Username/Email
Kata Sandi
Alamat Email
Kata Sandi
Jenis Kelamin
1. Ext. depan rumah Ibra. Pagi hari.
Cast : Kayla, Ibra
(Kayla datang ke rumah Ibra)
Kayla
“Ibra gua mau ngomong sama lu”
Ibra
“yaudah ayo, mau dimana?”
Kayla
“nggak usah kemana-mana, disini saja”
Ibra
“ada apa Kay?”
Kayla
“gua berterimakasih banget lu sudah mau sayang sama gua, makasih banget”
Kayla
“tapi, gua nganggep lu nggak lebih dari seorang teman, itu”
Ibra
“aku tahu kok Kay, nggak papa”
(tersenyum)
Kayla
“lu bisa hubungin gua kalau lu butuh gua”
Ibra
“tapi aku, bukan laki-laki yang menghubungi kamu ketika aku ada perlu”
Ibra
“aku lebih serius daripada kata butuh”
(memandang Kayla yang mulai meninggalkan Ibra)
Kayla
“maksud lu apa?”
(melotot dan berbalik badan)
Kayla
“lu nyindir gua?”
(mendekati Ibra)
Ibra
“enggak kok. Aku tahu kamu butuh orang yang serius sama kamu, karena kamu juga setulus dan seserius itu”
(memegang pundak Kayla)
Kayla
“lu nggak tahu apa-apa tentang gua Ib, sama sekali nggak tahu”

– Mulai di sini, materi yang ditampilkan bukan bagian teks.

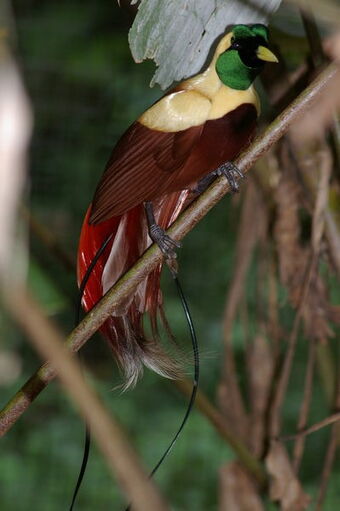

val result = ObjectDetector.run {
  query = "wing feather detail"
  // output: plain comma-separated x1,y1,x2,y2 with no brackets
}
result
90,121,204,224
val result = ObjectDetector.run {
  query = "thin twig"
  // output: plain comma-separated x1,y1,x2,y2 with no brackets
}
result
176,380,267,487
269,250,317,438
293,339,316,474
280,412,340,442
293,147,332,473
0,64,338,434
5,287,168,511
20,205,76,272
315,366,340,511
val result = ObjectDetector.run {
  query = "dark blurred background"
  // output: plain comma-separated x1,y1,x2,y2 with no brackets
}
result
0,0,340,511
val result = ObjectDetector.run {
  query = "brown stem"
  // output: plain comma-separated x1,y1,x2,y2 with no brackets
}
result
0,64,338,434
280,412,340,442
6,286,168,511
293,339,316,474
176,380,267,487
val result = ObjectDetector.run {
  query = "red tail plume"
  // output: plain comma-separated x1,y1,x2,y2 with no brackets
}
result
78,190,189,388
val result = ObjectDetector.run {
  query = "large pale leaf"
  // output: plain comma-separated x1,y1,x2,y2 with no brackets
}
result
129,0,281,89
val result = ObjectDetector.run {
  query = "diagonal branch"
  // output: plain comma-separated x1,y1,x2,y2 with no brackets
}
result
0,64,339,436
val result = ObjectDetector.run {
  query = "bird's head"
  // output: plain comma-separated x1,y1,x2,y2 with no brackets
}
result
215,24,278,90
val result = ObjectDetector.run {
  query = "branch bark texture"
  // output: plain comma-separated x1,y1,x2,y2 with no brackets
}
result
0,64,339,442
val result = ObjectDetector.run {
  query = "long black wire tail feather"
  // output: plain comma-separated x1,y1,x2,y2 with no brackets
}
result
125,271,200,511
69,234,112,511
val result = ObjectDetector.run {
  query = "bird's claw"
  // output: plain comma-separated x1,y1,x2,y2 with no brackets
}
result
216,162,245,192
150,224,181,259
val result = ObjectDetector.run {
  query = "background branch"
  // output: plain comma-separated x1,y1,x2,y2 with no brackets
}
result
0,64,339,435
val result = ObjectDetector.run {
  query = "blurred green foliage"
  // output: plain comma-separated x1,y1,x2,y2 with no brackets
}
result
0,0,340,511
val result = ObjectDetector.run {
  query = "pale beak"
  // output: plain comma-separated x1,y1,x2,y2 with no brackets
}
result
256,46,278,62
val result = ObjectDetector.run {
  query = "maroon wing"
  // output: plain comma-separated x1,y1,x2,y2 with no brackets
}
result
90,122,203,224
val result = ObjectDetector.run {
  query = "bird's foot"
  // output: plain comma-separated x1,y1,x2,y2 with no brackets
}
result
192,161,245,195
149,223,181,259
215,161,245,192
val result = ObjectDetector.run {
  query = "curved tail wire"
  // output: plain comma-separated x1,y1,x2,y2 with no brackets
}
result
69,234,200,511
69,234,113,511
125,272,200,511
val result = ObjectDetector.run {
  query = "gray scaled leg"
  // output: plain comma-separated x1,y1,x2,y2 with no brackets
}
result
144,201,181,259
194,161,244,193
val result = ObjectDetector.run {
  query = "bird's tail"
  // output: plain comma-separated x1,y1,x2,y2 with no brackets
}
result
78,191,189,388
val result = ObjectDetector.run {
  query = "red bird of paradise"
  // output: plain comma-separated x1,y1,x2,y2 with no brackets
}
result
78,24,277,387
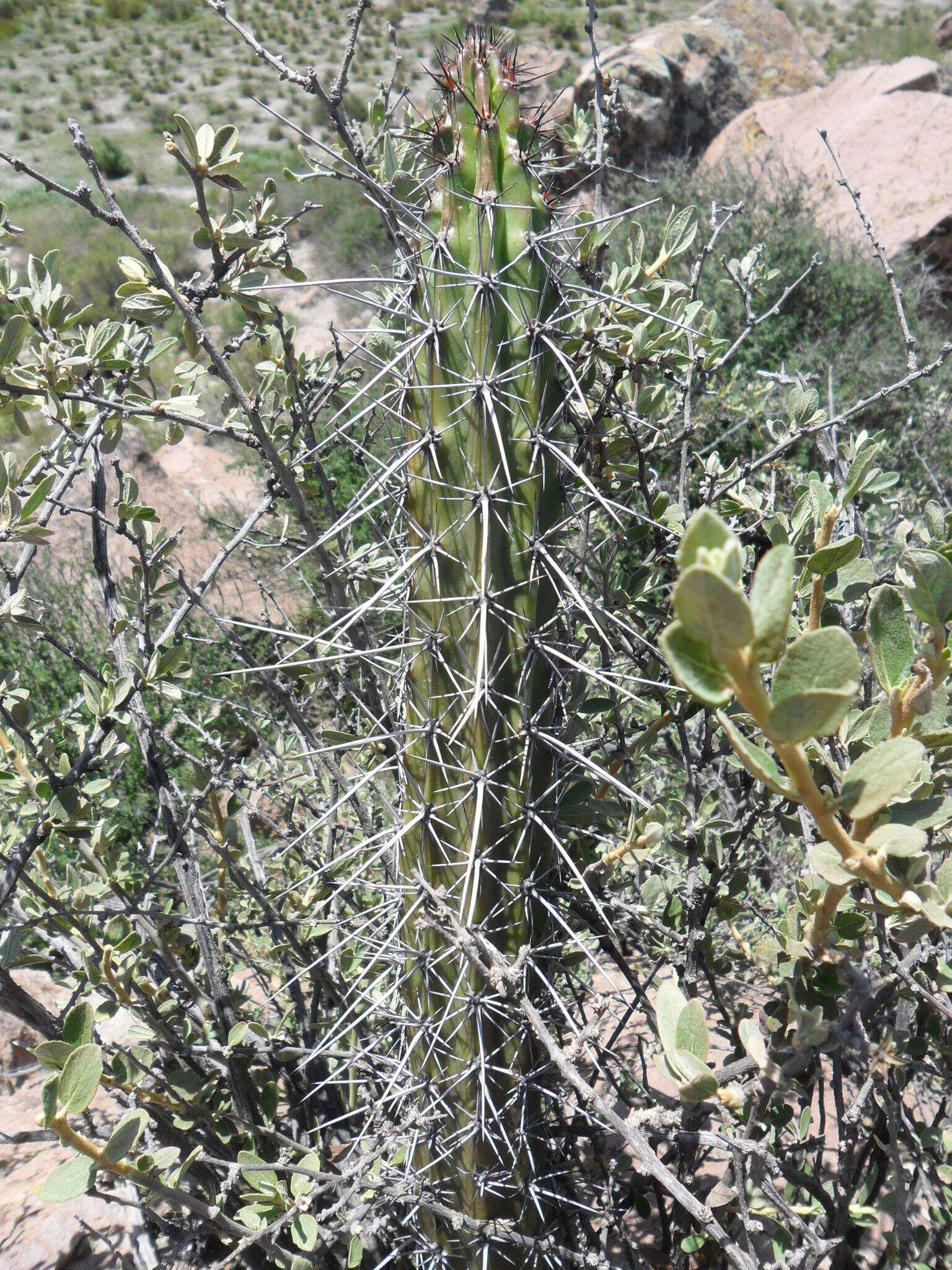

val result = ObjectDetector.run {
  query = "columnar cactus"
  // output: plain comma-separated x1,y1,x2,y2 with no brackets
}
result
400,30,561,1268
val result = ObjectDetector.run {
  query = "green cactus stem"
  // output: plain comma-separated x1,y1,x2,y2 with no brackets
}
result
400,29,562,1270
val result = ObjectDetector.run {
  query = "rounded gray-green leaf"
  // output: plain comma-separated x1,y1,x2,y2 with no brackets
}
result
750,544,793,662
62,1001,93,1046
866,587,915,692
661,623,733,706
674,564,754,649
291,1213,317,1252
810,840,857,887
866,824,928,859
900,548,952,626
39,1156,97,1204
765,626,862,745
104,1110,149,1165
839,737,925,820
60,1046,103,1114
717,710,797,801
806,535,863,578
674,507,740,569
674,997,711,1063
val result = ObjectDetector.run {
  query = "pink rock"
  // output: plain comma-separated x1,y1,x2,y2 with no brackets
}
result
703,57,952,264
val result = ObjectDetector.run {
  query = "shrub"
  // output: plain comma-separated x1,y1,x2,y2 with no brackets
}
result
0,11,952,1270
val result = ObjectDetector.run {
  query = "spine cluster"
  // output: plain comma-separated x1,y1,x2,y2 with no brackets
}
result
400,32,561,1268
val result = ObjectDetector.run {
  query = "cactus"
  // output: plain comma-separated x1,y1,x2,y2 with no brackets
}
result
400,29,560,1266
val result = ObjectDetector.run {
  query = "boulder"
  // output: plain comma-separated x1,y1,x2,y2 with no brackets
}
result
703,57,952,267
574,0,826,162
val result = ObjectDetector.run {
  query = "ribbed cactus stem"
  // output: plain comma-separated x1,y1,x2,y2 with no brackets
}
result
400,30,562,1270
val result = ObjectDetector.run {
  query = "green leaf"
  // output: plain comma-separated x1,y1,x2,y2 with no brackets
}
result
750,544,793,662
39,1156,97,1204
104,1110,149,1165
866,587,915,692
33,1040,74,1067
655,977,688,1054
60,1046,103,1114
291,1213,317,1252
674,997,711,1063
262,1081,280,1120
20,473,56,521
839,445,879,507
674,564,754,651
810,840,855,887
668,1049,717,1103
717,710,796,799
935,856,952,904
173,114,198,164
0,314,29,370
899,548,952,626
765,626,862,745
239,1150,278,1195
806,535,863,577
822,556,876,605
674,507,740,569
661,623,733,706
738,1018,767,1067
839,737,925,820
866,823,928,859
39,1073,60,1129
787,388,820,424
291,1150,321,1199
62,1001,93,1046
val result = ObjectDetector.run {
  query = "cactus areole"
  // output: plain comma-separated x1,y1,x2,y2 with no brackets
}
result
400,29,562,1270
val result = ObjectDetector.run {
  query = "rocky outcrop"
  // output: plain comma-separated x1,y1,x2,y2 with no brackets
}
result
703,57,952,269
574,0,826,162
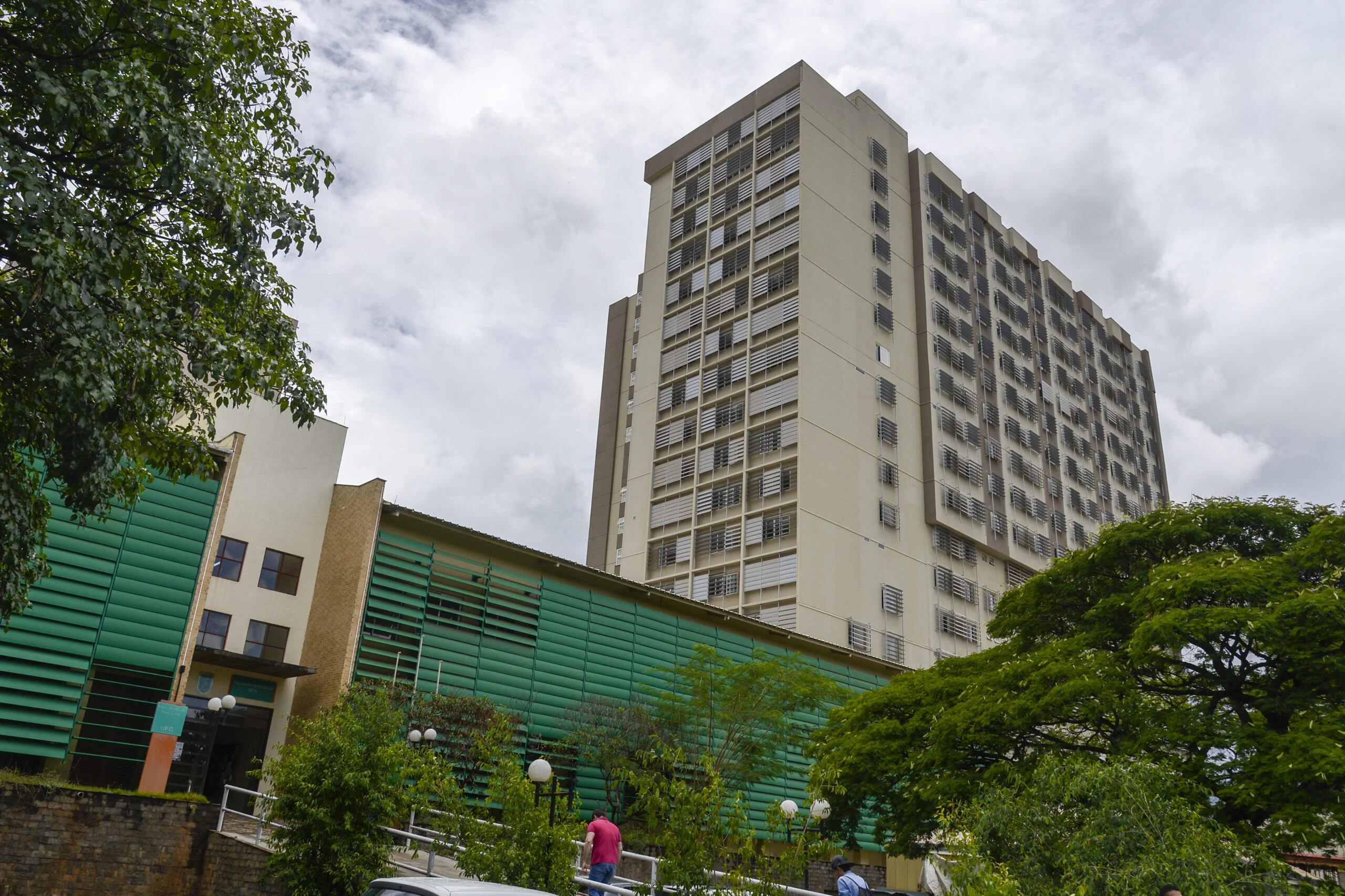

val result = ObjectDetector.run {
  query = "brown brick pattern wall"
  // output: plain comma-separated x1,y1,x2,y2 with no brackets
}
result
0,784,285,896
291,479,385,718
200,831,289,896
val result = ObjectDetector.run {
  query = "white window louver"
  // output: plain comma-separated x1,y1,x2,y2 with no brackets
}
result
748,376,799,416
935,607,980,644
748,603,798,631
663,305,701,339
846,619,873,654
744,331,799,374
654,416,696,450
742,554,799,591
714,116,753,152
672,143,710,178
659,339,701,374
754,187,799,227
649,495,696,529
752,296,799,336
654,455,696,488
756,152,799,192
752,221,799,261
878,499,901,529
881,585,903,613
882,631,906,663
757,88,803,130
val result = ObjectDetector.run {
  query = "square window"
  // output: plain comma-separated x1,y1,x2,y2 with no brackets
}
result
243,619,289,663
210,536,247,581
257,548,304,595
196,609,233,650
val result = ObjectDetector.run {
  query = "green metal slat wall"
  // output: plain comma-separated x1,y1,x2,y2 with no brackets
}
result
0,477,219,759
355,530,886,850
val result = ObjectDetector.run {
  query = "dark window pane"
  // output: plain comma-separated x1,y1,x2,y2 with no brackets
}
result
196,609,230,650
257,548,304,595
243,619,289,662
210,536,247,581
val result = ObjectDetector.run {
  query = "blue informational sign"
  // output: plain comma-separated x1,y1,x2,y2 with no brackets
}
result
149,700,187,737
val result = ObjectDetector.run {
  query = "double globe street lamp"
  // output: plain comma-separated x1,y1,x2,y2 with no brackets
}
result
780,799,831,843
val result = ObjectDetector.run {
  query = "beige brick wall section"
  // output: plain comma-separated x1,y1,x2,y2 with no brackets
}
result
291,479,385,718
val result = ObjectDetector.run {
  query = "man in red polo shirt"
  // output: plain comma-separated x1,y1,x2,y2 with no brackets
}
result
582,811,622,896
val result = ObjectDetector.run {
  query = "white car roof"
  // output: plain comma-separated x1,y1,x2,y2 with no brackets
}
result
368,877,553,896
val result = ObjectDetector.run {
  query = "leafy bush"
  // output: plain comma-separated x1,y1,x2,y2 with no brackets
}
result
262,686,416,896
445,713,584,896
943,756,1287,896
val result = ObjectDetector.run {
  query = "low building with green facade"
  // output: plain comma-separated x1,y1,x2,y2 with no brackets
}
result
0,463,219,788
295,480,901,864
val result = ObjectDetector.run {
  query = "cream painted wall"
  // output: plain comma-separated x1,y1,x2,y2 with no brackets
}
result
187,398,346,769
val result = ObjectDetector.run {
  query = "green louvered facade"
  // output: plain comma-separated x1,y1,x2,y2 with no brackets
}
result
354,527,888,850
0,468,219,762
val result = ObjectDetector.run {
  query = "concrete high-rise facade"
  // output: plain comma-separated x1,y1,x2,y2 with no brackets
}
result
588,62,1167,668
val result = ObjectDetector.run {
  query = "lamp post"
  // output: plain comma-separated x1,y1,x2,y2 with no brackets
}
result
780,799,799,843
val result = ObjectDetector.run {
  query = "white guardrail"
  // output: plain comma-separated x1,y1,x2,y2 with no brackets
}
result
215,784,826,896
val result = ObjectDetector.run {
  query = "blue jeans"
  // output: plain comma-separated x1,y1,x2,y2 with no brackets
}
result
589,862,616,896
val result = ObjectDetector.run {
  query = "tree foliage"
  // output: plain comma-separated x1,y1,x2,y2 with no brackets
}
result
811,499,1345,856
262,686,416,896
0,0,332,620
943,755,1290,896
653,644,849,787
565,697,665,821
453,713,584,896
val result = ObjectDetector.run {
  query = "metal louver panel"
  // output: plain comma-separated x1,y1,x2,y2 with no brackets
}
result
756,185,799,227
756,152,799,192
744,374,799,416
752,296,799,336
744,334,799,374
752,221,799,261
747,603,798,631
742,554,799,591
672,143,710,178
649,495,696,529
659,339,701,374
757,88,803,130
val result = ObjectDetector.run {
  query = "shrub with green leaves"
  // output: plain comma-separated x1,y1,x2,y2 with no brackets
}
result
261,686,416,896
943,756,1288,896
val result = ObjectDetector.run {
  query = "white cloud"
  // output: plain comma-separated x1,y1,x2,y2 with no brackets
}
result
1158,395,1275,501
273,0,1345,557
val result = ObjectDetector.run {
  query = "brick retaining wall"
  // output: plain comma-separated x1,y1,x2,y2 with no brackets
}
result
0,784,284,896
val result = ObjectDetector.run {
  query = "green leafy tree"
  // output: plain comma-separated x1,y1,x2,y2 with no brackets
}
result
653,644,850,787
445,713,584,896
565,697,663,818
262,686,409,896
944,755,1290,896
0,0,332,620
619,744,754,896
811,499,1345,856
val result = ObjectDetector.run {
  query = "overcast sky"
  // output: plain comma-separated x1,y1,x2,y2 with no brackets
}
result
275,0,1345,560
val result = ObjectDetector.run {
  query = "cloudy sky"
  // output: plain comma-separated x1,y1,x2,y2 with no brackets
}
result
275,0,1345,560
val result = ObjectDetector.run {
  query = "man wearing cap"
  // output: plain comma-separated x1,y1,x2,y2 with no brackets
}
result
831,856,869,896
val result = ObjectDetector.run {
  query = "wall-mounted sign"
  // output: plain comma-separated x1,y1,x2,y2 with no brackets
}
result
149,701,187,737
229,675,276,704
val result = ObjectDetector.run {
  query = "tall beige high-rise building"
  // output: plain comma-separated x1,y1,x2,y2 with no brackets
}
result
588,62,1167,666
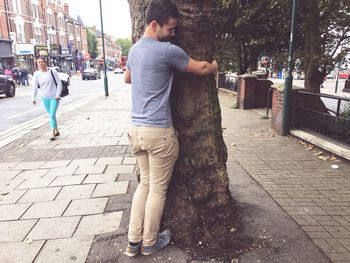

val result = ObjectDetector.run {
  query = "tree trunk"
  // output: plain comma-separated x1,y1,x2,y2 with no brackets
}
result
303,0,328,112
128,0,241,260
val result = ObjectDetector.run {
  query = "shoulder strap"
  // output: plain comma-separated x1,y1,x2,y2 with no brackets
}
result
50,69,57,87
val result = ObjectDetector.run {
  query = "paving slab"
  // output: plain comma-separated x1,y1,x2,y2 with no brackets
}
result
95,156,123,165
21,200,70,219
68,158,97,167
0,241,44,263
50,174,86,186
18,187,61,203
12,162,44,170
83,174,117,184
46,165,78,177
105,164,135,174
74,211,123,237
92,181,129,197
0,163,18,171
0,203,31,221
56,184,95,200
16,169,49,180
64,198,108,216
0,190,27,205
40,160,72,169
27,216,80,240
0,171,21,181
0,220,37,243
123,156,136,165
74,164,106,174
35,236,93,263
17,177,54,189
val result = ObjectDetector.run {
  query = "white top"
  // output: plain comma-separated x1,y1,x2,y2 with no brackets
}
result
32,69,62,101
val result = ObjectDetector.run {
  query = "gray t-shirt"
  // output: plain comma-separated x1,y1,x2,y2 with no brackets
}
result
127,37,190,128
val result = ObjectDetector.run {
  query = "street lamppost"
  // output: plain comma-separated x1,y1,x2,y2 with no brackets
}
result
99,0,109,97
282,0,297,136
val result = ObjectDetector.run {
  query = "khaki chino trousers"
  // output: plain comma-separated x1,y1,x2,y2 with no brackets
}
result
128,126,179,246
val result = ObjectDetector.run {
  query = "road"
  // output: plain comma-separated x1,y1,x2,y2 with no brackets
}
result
271,79,350,112
0,72,124,132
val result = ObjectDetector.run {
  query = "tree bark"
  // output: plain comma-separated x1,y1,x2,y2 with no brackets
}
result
128,0,234,256
304,0,328,113
304,0,323,93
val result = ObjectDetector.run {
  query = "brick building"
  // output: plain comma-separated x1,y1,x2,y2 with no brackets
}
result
0,0,88,72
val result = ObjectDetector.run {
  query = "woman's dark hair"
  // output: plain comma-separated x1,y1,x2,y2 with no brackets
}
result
36,57,47,64
146,0,179,26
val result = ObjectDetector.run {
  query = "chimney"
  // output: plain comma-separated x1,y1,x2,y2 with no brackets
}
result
63,3,69,16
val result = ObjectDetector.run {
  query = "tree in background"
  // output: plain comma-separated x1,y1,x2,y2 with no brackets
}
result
216,0,350,93
216,0,302,74
299,0,350,93
115,38,132,56
86,28,98,59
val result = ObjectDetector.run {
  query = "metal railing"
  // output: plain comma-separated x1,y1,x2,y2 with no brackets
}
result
296,91,350,145
216,72,238,91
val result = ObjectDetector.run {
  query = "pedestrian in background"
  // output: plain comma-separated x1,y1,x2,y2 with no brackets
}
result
124,0,218,257
32,57,62,140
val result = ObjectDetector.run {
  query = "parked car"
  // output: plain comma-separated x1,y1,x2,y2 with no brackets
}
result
81,68,101,80
114,67,124,74
0,72,16,97
52,67,70,86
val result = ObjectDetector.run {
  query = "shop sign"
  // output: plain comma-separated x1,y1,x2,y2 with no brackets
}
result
61,48,70,57
50,44,60,57
16,44,34,55
34,46,49,58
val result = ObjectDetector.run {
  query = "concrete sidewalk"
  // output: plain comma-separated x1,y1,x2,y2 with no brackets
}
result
0,86,350,263
220,93,350,262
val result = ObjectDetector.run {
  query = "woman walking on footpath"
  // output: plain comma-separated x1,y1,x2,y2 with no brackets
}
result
32,57,62,140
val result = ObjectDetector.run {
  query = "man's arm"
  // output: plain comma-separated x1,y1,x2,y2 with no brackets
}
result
124,68,131,83
185,58,218,76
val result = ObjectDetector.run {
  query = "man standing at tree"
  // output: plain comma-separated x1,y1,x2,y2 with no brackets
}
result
124,0,218,257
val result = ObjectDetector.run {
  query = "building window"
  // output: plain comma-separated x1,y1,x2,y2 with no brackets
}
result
32,3,39,18
16,24,25,43
12,0,22,15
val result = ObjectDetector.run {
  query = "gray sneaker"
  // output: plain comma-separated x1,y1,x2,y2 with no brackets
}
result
125,242,142,257
141,230,171,256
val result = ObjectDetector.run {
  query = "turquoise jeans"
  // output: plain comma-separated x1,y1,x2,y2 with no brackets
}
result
41,97,59,129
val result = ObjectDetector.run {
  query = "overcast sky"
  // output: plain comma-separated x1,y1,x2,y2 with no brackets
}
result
63,0,131,38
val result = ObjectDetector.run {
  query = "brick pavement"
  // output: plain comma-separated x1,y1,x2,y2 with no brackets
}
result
220,93,350,262
0,87,136,263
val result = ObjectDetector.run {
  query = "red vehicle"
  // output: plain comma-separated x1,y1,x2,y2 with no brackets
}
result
119,56,128,71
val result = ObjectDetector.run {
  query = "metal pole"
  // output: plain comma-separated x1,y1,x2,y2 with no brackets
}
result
99,0,109,97
334,61,341,93
282,0,297,136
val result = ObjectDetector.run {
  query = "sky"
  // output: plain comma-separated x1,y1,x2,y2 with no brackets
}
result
62,0,131,39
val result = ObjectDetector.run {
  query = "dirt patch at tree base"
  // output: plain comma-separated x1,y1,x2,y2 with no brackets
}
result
175,204,268,262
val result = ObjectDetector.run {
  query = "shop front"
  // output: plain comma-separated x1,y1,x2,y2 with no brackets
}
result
16,44,36,73
34,44,49,60
60,48,75,72
0,38,14,69
49,44,61,67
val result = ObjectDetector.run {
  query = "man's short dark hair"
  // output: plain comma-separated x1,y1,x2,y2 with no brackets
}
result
146,0,179,26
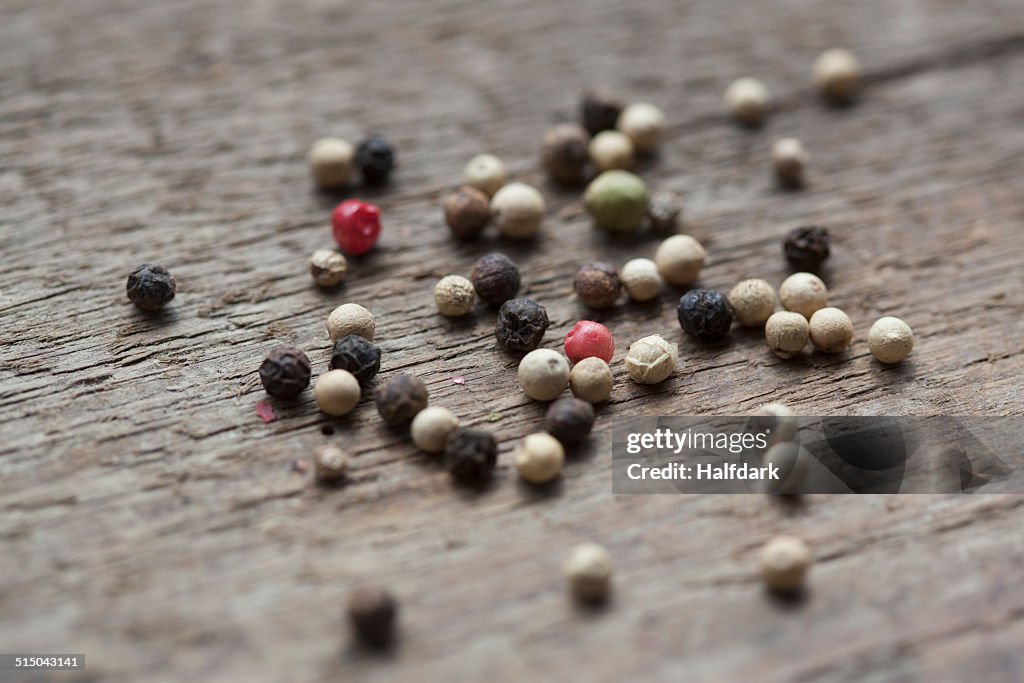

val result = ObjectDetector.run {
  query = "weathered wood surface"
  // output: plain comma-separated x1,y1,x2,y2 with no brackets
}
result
0,0,1024,683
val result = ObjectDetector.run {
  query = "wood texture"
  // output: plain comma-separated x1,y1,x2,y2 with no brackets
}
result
0,0,1024,683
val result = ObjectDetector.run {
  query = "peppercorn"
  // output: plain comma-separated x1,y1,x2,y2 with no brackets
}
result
563,543,614,603
544,398,594,446
729,278,775,328
569,356,614,403
587,130,636,173
127,263,178,312
434,275,476,317
259,346,312,398
778,272,828,319
760,536,814,593
470,253,519,306
464,155,508,197
444,429,498,484
765,310,811,358
309,249,348,287
348,586,398,647
518,348,569,400
541,123,590,185
867,315,913,362
580,90,623,135
512,432,565,484
584,170,648,232
307,137,355,189
771,137,811,187
411,405,459,453
654,234,708,285
615,102,665,155
495,299,549,351
810,306,853,353
331,200,381,256
327,303,377,341
626,335,679,384
313,370,361,418
444,185,490,240
725,78,771,126
572,262,623,308
782,225,831,272
329,335,381,386
565,321,615,362
355,135,394,185
618,258,665,301
676,290,732,341
490,182,545,240
374,375,428,427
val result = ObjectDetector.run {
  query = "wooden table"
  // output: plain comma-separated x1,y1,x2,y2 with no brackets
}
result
0,0,1024,683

(mengibaskan tangan Ibra di pundaknya)
Kayla
“Lu kenal gua baru berapa bulan sih? Berapa lama? Tahu banget? Apa sok tahu banget?”
(menunjuk Ibra di dadanya)
Ibra
“aku tahu, kamu pernah seserius itu dan kamu hanya belum berhasil keluar dari rasa itu”
Ibra
“beruntung sekali lelaki itu yang berhasil mendapatkan semua dari kamu”
Kayla
“stop bilang apapun itu, lu nggak tahu apa-apa dan lu Cuma teman gua”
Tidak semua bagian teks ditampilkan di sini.